Amr, aynı zamanda şair bir insandı. Sözün güzelinden ve etkisinden anlardı. Dinledikleri onu duygu dünyasının atlas iklimine sürükledi. Sayıklar gibi konuştu:

-Ne güzel bir söz! Şahane! Tüm sözleri böyle mi?

Haddad babasının okunan ayetlerin etkisinde kaldığını anladı ve fırsatı değerlendirmek istedi:

-Evet babacığım. Hepsi böyle güzel… Halkın hepsi davetçi Musaba biat etti. Sen de ona biat etmez misin?

İhtiyar Amr’ın aklına aniden putu/Menat geldi. Bakışlarını oğluna çevirip:

-Menat’a sormam lazım.

-Menat bir ağaç parçası babacığım, konuşamaz.

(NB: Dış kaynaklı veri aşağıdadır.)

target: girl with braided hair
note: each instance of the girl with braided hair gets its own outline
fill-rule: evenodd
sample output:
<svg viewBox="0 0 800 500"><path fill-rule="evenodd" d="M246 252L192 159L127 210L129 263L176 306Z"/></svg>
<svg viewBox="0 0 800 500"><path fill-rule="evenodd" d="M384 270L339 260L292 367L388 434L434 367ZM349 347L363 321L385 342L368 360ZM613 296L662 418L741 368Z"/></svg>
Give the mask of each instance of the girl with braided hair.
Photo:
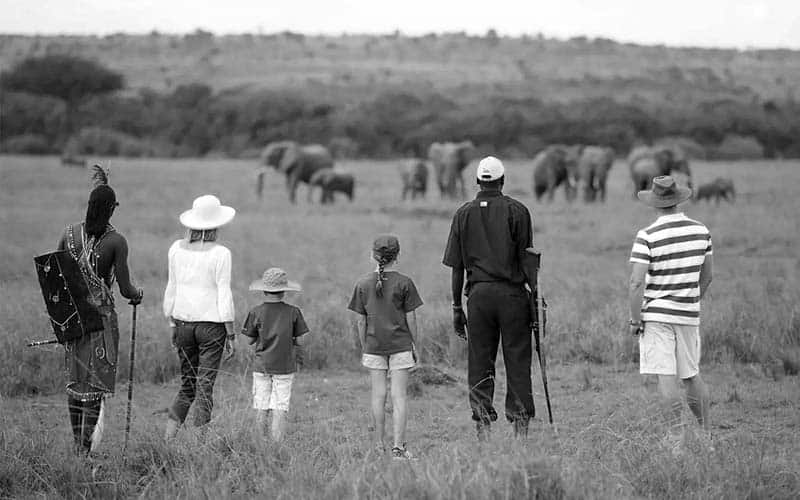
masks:
<svg viewBox="0 0 800 500"><path fill-rule="evenodd" d="M412 458L406 447L406 387L408 373L416 365L414 338L417 336L415 310L422 305L417 287L408 276L394 270L400 243L396 236L381 235L372 245L377 263L355 285L348 309L356 314L358 337L363 351L361 364L370 371L372 418L379 452L384 445L384 405L387 374L391 376L394 443L392 457Z"/></svg>

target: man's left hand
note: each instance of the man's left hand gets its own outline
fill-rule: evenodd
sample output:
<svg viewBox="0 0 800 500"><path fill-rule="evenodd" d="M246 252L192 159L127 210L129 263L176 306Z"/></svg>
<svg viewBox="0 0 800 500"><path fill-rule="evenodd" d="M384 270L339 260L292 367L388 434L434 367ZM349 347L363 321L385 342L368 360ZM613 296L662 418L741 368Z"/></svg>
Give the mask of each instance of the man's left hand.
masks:
<svg viewBox="0 0 800 500"><path fill-rule="evenodd" d="M644 333L644 323L635 323L629 325L631 335L638 336Z"/></svg>
<svg viewBox="0 0 800 500"><path fill-rule="evenodd" d="M129 300L128 304L132 306L138 306L139 304L142 303L142 297L144 297L144 289L139 288L137 291L138 293L136 294L136 297Z"/></svg>
<svg viewBox="0 0 800 500"><path fill-rule="evenodd" d="M464 314L464 308L460 306L453 307L453 330L459 338L467 339L467 315Z"/></svg>

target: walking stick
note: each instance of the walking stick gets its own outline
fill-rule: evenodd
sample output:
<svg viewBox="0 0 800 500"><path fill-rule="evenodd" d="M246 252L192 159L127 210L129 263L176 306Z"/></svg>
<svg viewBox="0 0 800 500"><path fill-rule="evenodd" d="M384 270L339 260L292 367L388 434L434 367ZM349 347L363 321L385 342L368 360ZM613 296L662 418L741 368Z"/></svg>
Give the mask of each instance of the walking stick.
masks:
<svg viewBox="0 0 800 500"><path fill-rule="evenodd" d="M133 305L131 316L131 357L128 368L128 410L125 416L125 444L122 445L122 454L128 449L128 436L131 433L131 403L133 402L133 361L136 357L136 304Z"/></svg>

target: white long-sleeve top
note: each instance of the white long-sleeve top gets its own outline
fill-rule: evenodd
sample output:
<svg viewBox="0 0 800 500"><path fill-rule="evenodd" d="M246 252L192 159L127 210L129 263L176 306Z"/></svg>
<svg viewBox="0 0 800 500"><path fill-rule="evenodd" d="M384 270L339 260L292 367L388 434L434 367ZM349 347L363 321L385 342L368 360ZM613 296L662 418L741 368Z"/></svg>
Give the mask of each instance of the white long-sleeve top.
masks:
<svg viewBox="0 0 800 500"><path fill-rule="evenodd" d="M169 248L164 316L181 321L233 321L231 251L217 243L181 239Z"/></svg>

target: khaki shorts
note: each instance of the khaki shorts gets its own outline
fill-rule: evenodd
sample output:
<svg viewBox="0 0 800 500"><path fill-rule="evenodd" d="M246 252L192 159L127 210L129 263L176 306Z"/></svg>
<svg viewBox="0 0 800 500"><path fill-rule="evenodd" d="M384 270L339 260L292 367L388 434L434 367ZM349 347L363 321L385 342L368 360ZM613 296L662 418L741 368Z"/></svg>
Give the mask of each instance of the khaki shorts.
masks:
<svg viewBox="0 0 800 500"><path fill-rule="evenodd" d="M294 373L270 375L253 372L253 408L289 411Z"/></svg>
<svg viewBox="0 0 800 500"><path fill-rule="evenodd" d="M370 370L406 370L414 368L414 353L403 351L384 356L383 354L362 354L361 364Z"/></svg>
<svg viewBox="0 0 800 500"><path fill-rule="evenodd" d="M700 371L700 329L647 321L639 338L639 373L692 378Z"/></svg>

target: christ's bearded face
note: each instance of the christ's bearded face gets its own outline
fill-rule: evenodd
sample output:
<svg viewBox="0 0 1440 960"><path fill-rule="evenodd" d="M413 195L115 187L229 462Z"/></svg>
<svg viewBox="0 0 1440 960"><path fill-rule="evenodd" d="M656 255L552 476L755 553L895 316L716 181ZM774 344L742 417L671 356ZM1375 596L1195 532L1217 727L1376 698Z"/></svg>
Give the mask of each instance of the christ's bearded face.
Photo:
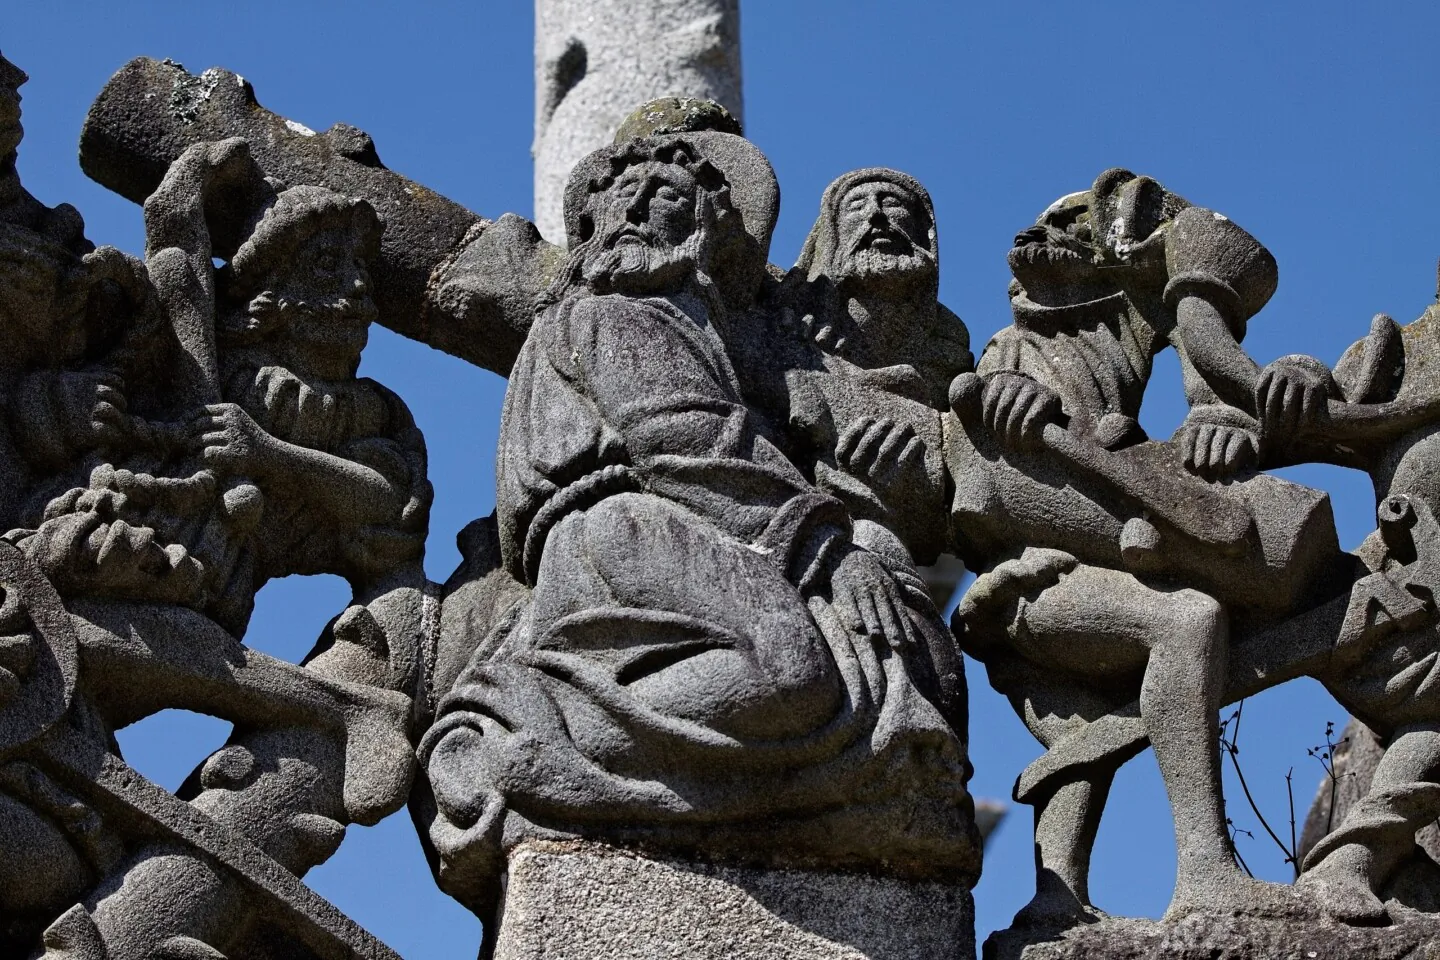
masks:
<svg viewBox="0 0 1440 960"><path fill-rule="evenodd" d="M585 280L602 293L652 296L679 290L695 270L698 185L683 167L627 167L591 198L597 226Z"/></svg>
<svg viewBox="0 0 1440 960"><path fill-rule="evenodd" d="M851 187L840 198L836 228L837 279L910 279L935 270L929 213L899 184L866 180Z"/></svg>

Oğlu doğru söylüyordu. Fakat aklı hala aynı fikirdeydi:

-Ona sormam lazım. Yoksa olmaz.

Sözlerinin ardından ağır ağır kalktı ve avludaki puta doğru yürüdü. Karşısına geçip sağlam ayağıyla puta dayanıp durdu. Topal ayağı boşta kalmıştı. Adeta dert ortağına konuşur gibi dert yanmaya başladı:

-Ey Menat! Bana bir çıkar yol göster… Bu davetçi sana karşı dursa da bazı sözleri güzel sözlerdir. Sana danışmadan ona biat etmek istemedim. Bana yol göster…

Menat’tan herhangi bir ses çıkmayınca, Menat’ın kendisine kızdığını düşünerek ısrarcı olmadı.

*

O gece oğulları Muaz, Muavvez ve Hallad babalarının uykuya dalmasından sonra dışarda bir araya geldiler.

-Cebel’in oğlu Muaz da geldi dedi Hallad. Şimdi tamam olduk. Haydi işe koyulalım.

Dört genç gecenin sessizliğinde gölge gibi süzülerek sessizce babalarının girişteki putunu alıp kayboldular ortalıktan. Sabah, putuna ibadet için avluay varınca putunu yerinde görmeyen Amr, kızgın kızgın etrafına hakaretler savurarak aramaya devam etti. Nihayetinde putunu lağım çukurunda bulunca daha çok öfkelendi. Yıkayıp temizleyerek güzel kokular sürdü. Yerine koydu.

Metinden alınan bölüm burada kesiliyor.